The coach of Malaysia’s juniors and former world number #1 Wong Pei Tty knows full well, being of small stature herself, “We can’t compete directly with power players. We have to compete using all the other factors.”
The boys’ doubles match was a messy affair, trigger-happy on the Malaysian side and experimental on the Chinese. It took 3 games instead of 2 this time for Pei Tianyi / Zhang Ningyi (pictured respectively) to snuff out the aspirations of Tai An Khang / Tan Wee Gieen 18-21, 21-16, 21-12. Each gentleman is skillful in his own right but discounting national association intervention, it looks doubtful they will stay partners in the long run.
China were guaranteed of the mixed doubles gold in an all-Chinese affair, with only the first game containing intensity as all four players knew they would be contesting level doubles later on against Malaysia.
Boys’ singles: The benefit of walking in someone else’s shoes
China’s Xue Song (pictured right) was visibly the happiest winner on finals day, 21-17, 21-18. He was incredibly athletic and punished lifts with thunderous smashes which initially startled and then continued to haunt the Malaysian Soong Joo Ven. Xue sometimes jump smashed up to four times consecutively and as heavily as a doubles player.
The immensely watchable Soong found himself in the same situation he had placed his Australian opponent in the previous day, being seriously outplayed and desperate to change something to turn the tide and giving frequent glances to his coach’s corner. It was impossible to win carrying on playing the same way, his usual way.
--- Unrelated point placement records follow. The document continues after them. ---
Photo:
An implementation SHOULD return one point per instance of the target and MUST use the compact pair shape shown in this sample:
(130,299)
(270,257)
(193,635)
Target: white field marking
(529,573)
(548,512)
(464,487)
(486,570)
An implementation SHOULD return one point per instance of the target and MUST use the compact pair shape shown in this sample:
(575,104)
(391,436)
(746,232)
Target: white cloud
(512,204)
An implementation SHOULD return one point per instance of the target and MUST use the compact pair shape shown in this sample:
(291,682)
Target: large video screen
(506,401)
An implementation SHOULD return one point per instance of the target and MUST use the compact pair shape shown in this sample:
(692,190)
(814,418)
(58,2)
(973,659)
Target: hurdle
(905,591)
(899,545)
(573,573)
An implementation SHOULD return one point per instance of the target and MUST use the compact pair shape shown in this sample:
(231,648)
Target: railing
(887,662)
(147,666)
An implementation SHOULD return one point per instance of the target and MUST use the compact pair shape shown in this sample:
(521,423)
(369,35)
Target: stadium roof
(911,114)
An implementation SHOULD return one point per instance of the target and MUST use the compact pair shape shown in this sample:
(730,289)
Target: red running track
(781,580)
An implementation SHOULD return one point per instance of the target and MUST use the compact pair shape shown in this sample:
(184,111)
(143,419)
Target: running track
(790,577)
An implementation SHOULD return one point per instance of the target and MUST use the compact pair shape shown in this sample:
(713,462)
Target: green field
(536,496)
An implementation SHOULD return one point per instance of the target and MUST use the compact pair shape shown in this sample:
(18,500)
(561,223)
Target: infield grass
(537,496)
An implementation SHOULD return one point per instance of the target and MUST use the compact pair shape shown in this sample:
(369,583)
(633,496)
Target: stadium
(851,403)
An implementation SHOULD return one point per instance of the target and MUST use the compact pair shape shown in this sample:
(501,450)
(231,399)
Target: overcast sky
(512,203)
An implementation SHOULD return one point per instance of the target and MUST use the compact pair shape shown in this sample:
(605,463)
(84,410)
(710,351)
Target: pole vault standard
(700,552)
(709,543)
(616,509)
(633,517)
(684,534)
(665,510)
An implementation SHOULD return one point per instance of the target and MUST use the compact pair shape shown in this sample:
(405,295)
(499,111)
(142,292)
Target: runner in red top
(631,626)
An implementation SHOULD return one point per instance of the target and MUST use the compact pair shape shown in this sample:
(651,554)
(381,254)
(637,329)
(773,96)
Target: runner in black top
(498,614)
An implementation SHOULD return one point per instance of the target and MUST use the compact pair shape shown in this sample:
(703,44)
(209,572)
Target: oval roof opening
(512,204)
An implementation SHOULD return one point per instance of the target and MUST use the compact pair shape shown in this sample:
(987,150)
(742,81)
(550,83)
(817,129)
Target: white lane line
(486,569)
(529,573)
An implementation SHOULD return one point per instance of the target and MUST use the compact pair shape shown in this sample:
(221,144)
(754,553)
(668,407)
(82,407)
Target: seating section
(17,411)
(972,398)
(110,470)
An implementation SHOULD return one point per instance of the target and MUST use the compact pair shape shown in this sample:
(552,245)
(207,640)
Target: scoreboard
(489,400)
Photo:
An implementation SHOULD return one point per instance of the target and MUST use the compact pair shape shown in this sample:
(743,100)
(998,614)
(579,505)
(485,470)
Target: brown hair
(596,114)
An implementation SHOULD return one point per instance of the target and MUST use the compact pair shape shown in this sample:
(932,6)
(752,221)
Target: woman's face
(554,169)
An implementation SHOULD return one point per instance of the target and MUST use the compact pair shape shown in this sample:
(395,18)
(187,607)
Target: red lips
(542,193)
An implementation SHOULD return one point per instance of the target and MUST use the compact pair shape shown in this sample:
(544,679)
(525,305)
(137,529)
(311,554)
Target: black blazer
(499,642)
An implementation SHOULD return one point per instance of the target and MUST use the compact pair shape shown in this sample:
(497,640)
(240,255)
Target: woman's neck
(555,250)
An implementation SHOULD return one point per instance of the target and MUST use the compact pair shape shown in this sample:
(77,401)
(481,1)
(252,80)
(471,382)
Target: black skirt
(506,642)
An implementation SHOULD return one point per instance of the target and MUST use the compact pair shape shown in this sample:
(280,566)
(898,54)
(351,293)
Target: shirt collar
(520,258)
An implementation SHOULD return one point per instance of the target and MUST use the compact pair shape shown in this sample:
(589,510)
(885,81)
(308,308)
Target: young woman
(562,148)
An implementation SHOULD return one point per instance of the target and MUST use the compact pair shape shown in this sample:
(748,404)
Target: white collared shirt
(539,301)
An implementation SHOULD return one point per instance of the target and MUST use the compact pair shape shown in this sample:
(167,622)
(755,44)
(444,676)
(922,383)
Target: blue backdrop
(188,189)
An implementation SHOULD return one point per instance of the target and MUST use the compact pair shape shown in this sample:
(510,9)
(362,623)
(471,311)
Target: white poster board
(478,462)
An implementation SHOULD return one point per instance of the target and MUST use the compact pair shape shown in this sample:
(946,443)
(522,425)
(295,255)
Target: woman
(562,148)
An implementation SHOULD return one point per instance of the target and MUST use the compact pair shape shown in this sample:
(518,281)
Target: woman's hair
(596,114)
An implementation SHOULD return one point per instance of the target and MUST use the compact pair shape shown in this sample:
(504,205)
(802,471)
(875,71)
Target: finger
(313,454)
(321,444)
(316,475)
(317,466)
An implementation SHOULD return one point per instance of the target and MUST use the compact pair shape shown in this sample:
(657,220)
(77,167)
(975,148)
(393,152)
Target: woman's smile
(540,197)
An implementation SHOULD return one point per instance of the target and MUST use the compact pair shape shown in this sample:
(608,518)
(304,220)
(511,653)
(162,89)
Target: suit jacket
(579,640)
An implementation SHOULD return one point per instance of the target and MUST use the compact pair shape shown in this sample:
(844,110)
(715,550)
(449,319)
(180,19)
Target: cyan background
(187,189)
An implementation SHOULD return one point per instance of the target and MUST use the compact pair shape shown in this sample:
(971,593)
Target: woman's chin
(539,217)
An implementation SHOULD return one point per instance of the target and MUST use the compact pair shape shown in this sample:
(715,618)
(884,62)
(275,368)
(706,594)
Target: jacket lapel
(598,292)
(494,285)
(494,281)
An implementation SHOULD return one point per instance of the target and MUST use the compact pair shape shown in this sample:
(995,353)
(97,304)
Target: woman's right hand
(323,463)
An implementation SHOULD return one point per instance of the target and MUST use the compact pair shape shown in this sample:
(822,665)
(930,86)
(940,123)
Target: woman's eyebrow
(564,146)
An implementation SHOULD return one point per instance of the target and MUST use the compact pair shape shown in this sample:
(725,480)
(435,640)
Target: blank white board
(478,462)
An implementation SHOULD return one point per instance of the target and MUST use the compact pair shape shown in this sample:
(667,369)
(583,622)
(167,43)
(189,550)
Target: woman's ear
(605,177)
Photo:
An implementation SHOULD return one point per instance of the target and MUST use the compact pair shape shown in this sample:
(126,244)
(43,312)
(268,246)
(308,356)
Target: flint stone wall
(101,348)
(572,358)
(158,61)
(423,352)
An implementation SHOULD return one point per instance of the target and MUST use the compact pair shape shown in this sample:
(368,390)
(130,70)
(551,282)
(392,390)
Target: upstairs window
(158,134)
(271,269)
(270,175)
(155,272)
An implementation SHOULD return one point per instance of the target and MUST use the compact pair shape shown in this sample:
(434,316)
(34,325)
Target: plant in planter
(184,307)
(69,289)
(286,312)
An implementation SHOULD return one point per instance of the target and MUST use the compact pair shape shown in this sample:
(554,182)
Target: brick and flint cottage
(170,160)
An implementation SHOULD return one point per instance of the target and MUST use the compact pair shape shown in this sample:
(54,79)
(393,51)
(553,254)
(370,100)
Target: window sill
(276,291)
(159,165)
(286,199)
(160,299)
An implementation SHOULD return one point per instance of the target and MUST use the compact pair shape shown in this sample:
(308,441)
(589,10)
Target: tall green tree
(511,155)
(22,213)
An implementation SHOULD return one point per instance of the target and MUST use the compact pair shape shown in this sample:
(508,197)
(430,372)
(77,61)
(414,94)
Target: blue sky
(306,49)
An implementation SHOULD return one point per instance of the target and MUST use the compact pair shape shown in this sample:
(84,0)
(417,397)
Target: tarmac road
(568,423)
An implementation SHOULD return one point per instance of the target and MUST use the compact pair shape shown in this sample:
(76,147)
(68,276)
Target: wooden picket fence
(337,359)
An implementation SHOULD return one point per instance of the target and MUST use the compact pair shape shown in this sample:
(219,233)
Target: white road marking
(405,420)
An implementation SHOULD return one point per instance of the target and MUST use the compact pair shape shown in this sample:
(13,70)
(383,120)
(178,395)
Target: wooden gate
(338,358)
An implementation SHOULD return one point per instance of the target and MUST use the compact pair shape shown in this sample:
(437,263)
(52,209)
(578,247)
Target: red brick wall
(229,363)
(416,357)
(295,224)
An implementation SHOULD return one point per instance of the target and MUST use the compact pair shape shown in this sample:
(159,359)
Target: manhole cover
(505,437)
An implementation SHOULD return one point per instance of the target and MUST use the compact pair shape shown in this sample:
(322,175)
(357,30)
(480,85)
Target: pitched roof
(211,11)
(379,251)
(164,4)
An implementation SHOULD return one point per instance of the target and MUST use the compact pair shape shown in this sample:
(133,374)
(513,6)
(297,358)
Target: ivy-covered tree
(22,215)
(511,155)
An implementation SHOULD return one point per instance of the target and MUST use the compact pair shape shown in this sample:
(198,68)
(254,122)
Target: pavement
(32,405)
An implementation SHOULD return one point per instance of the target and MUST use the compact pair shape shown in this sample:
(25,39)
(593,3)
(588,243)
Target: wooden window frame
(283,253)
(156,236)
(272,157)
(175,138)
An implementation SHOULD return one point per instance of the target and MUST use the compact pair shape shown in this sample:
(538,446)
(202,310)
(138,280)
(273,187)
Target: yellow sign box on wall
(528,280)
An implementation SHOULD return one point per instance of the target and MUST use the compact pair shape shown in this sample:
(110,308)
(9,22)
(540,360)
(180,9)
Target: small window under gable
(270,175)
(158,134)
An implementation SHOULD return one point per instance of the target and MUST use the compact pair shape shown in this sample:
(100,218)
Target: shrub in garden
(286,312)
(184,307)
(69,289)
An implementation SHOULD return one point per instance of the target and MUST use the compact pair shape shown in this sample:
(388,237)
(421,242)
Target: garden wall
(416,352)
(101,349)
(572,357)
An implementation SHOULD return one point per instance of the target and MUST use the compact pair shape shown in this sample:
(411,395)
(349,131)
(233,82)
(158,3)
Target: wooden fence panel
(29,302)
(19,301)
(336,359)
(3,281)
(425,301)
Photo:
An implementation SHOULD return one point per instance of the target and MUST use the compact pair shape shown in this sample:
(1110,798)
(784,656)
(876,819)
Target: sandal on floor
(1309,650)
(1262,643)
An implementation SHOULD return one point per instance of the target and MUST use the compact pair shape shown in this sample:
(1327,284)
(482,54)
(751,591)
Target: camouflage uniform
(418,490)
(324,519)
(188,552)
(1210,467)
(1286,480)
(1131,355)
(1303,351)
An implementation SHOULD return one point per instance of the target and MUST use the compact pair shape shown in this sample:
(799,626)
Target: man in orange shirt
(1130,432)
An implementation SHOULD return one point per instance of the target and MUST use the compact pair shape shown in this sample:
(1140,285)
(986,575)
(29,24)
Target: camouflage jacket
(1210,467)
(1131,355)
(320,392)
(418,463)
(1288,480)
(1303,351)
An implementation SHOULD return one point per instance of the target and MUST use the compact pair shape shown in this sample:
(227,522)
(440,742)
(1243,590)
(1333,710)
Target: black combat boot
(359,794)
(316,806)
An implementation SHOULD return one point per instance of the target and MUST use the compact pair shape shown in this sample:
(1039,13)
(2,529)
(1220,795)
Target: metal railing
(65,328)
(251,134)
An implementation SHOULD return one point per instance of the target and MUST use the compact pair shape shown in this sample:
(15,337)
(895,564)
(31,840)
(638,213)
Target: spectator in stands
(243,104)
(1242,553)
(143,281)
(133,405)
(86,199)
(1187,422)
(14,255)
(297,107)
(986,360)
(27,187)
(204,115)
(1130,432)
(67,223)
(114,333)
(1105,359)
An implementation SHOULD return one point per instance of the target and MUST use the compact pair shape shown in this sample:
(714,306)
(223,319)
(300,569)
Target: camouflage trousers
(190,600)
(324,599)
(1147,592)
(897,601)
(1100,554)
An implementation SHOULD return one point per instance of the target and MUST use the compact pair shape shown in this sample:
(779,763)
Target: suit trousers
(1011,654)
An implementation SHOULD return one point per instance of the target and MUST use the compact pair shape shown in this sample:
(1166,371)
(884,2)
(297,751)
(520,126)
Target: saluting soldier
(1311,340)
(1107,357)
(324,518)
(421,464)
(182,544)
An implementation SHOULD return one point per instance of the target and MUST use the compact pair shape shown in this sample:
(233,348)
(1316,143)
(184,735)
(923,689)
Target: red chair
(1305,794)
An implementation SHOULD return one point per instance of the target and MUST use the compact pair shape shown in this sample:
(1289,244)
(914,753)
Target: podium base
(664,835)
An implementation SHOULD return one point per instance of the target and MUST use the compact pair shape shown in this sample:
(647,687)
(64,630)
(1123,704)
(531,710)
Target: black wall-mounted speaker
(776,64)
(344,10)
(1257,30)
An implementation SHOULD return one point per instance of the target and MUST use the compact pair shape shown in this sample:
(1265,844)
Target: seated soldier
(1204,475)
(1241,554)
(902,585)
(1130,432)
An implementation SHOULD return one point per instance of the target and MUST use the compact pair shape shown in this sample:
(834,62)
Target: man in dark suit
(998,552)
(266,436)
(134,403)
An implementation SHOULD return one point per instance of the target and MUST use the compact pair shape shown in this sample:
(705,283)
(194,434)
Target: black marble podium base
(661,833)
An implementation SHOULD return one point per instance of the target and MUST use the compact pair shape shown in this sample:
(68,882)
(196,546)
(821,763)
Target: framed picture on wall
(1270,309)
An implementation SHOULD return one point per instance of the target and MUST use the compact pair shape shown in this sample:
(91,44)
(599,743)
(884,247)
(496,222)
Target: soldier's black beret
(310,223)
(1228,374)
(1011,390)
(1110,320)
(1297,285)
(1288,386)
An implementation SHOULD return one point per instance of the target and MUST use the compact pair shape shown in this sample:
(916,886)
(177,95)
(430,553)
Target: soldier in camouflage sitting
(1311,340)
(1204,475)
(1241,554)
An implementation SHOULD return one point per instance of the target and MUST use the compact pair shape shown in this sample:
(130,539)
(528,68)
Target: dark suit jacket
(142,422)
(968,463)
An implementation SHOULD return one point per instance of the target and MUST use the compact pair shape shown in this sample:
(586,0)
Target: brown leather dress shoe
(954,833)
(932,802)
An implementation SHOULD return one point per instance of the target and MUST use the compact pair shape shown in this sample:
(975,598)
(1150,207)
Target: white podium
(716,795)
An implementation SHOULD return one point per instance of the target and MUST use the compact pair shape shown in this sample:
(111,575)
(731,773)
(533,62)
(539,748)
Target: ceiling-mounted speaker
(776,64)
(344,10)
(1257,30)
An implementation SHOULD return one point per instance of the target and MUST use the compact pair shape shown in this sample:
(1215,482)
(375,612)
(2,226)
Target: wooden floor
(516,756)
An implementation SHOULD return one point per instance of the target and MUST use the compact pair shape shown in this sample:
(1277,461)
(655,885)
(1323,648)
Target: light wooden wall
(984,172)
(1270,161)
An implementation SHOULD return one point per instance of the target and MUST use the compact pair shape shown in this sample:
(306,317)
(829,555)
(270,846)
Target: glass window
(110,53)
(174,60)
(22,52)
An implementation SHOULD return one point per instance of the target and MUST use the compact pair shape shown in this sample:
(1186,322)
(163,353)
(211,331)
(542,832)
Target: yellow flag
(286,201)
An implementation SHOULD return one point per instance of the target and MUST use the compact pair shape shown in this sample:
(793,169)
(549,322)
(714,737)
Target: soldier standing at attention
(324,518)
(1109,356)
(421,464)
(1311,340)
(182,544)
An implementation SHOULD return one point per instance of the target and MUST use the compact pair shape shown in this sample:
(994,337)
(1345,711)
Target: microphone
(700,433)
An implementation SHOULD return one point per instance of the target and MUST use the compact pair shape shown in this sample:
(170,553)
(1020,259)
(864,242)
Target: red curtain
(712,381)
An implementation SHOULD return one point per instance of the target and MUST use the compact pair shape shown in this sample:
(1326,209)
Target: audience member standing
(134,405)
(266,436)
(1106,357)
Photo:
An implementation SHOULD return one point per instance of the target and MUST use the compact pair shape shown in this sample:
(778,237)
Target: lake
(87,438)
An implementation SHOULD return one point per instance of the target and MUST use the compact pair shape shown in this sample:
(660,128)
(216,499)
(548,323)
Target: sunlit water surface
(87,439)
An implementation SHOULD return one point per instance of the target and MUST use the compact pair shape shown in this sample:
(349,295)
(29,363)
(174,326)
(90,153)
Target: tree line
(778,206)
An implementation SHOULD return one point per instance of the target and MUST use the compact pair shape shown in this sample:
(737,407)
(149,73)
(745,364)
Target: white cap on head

The Malaysian didn’t solve the problem enough times but he remained close in the score as he trialed taking advantage of the net area earlier and addressing the shuttle above the tape using a pan grip thereby causing uncertainty for the feet of the Chinese player.
One day Xue Song will be in this position of heavy pressure when he meets someone with a heftier smash than his own. It is unclear from today’s performance whether he has another dimension to his game but Soong clearly does have a plan B, though he lacked sufficient time to practice and refine the new tactics in the space of today’s match.
In the bronze medal playoff, Great Britain’s Alex Lane changed ends ahead in the rubber game and led 15-13 but for a reason only known to him, one of his strengths, concentration, eluded him when he most needed it. All week, Lane proved himself as a smart player and despite losing today, he also displayed evidence of being a fighter. After 65 minutes – the longest match of the day – Lu Chia-Hung of Chinese Taipei denied Great Britain a second medal.
Girls’ singles: Comfortable wins
It was one-way traffic for China’s Qin Jinjing (pictured) in the girls’ singles final, which was far less interesting for spectators than her semi-final tussle against the Taiwanese. Qin continually pushed and lifted cross-court shots out of reach of top seed Lim Yin Fun (pictured).
Malaysian ladies have a history of eventually coming undone when challenged in the court coverage stakes almost certainly due to their smaller, sometimes stout, physiques in combination with their style of play. Malaysia has not been known for its formidability in women’s badminton except for the flickering brilliance of Wong Mew Choo, who won the China Open, and Wong Pei Tty / Chin Eei Hui assuming the women’s doubles top spot briefly circa 2008. It remains either a challenge or a low priority for Malaysia with women’s singles chronically the rawest of their aptitudes amongst the five badminton categories.
Lin Ying-Chun of Chinese Taipei comfortably claimed bronze and to her credit, again played her match without the aid of a coach sitting behind.